While FEMA conducted extensive relief work in the storm’s immediate aftermath, federal funds for longer-term recovery on the island became snarled in political squabbling in Congress. The Trump administration also placed restrictions on portions of the island’s aid out of concerns that the money would be mismanaged or squandered. Puerto Rican officials have called these concerns overblown, though they acknowledged that bureaucratic obstacles had impaired recovery projects.

The Biden administration began freeing up the aid and removing the restrictions shortly after taking office last year, as part of an effort to address racial disparities in the impact of climate change.

Today, even with more government money flowing to Puerto Rico, progress rebuilding after Irma and Maria is still slow.

As of last month, the island’s government had spent only about $5.3 billion, or 19 percent, of the $28 billion in funding that FEMA has committed for post-2017 recovery projects, according to Christopher P. Currie, a director in the Government Accountability Office’s homeland security and justice team. A large majority of this spending — 81 percent — has gone to emergency relief, such as debris removal, Mr. Currie said. Considerably less has gone toward permanent works such as improvements to roads and utilities.

Mr. Currie disclosed the figures in testimony last week before a House subcommittee regarding FEMA’s work in Puerto Rico since Irma and Maria. He also identified several reasons the recovery has been a slog.

Local officials in some parts of Puerto Rico don’t have the experience or understanding of federal regulations to manage FEMA’s grant programs, Mr. Currie said. Inflation has driven up project costs. Municipalities have had trouble hiring engineers and contractors. The parts and materials for construction projects have taken a long time to procure because of delays in global supply chains, Mr. Currie said.

Anne Bink, an associate administrator in FEMA’s Office of Response and Recovery, told the same House subcommittee last week that the agency was better prepared to help Puerto Rico weather a big storm than it was in 2017, partly by keeping more emergency supplies on the island.

FEMA today has twice the number of generators on Puerto Rico, nine times the water, 10 times the meals and eight times the number of tarps compared with 2017, Ms. Bink said. The agency has also made it easier for homeowners there to receive disaster aid, she said.

Scientists will need time to pin down exactly how global warming caused by the burning of fossil fuels contributed to Hurricane Fiona. But in general, rising sea levels brought about by climate change are leading to more dangerous storm surges from tropical cyclones: If coastal waters are already elevated, a storm surge can cause damage farther inland. Higher temperatures are also causing more water to evaporate from the oceans, and warmer air holds more moisture. That means storms can come with heavier rain.

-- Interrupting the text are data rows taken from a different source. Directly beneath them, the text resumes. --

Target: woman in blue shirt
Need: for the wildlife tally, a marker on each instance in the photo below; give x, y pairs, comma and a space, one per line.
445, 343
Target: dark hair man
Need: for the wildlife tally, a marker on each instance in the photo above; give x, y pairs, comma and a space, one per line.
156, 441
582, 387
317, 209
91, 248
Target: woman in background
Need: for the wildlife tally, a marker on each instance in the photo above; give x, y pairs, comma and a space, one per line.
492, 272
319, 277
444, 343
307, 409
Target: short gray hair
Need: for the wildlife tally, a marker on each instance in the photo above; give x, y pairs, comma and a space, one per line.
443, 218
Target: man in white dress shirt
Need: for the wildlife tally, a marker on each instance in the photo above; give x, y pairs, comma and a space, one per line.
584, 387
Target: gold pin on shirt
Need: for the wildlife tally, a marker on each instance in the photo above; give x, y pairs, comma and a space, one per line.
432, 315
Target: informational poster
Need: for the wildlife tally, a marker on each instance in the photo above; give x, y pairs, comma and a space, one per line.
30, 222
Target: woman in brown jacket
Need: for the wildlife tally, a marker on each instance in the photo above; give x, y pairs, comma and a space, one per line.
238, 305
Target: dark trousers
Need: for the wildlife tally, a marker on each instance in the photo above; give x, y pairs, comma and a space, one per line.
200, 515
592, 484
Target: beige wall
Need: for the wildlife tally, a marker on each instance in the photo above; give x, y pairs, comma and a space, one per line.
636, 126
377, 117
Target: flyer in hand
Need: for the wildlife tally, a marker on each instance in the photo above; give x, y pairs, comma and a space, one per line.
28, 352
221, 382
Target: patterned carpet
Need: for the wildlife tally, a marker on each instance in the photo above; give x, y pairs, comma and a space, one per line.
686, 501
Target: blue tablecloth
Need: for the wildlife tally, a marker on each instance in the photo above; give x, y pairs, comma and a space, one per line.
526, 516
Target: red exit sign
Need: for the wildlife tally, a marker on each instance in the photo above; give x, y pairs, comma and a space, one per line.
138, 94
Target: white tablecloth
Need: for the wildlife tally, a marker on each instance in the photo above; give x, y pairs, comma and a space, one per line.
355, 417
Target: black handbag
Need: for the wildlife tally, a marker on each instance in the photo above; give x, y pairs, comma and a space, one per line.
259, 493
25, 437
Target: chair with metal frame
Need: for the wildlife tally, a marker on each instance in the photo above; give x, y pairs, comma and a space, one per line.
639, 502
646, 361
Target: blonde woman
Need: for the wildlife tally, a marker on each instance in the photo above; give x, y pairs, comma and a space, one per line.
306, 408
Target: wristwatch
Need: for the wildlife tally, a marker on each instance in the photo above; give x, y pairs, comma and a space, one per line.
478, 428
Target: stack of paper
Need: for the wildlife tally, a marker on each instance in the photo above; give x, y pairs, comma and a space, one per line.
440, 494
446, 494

As the planet continues to get hotter, scientists expect tropical cyclones to become stronger on average globally. There might be slightly fewer, scientific models predict. But each could carry a bigger wallop.

Today, scientists are working to understand how climate change is affecting how hurricanes form and where they travel, in addition to their size and strength, said Kevin A. Reed, a climate scientist at Stony Brook University.

One recent study found that climate change added 10 percent to peak three-hour rainfall rates during the 2020 North Atlantic hurricane season.

“If you get two feet of rain, 10 percent is a couple inches of rain,” Dr. Reed said — enough to cause substantially more damage in vulnerable places. “That’s a lot of rainfall to have in addition to what you would have had before.”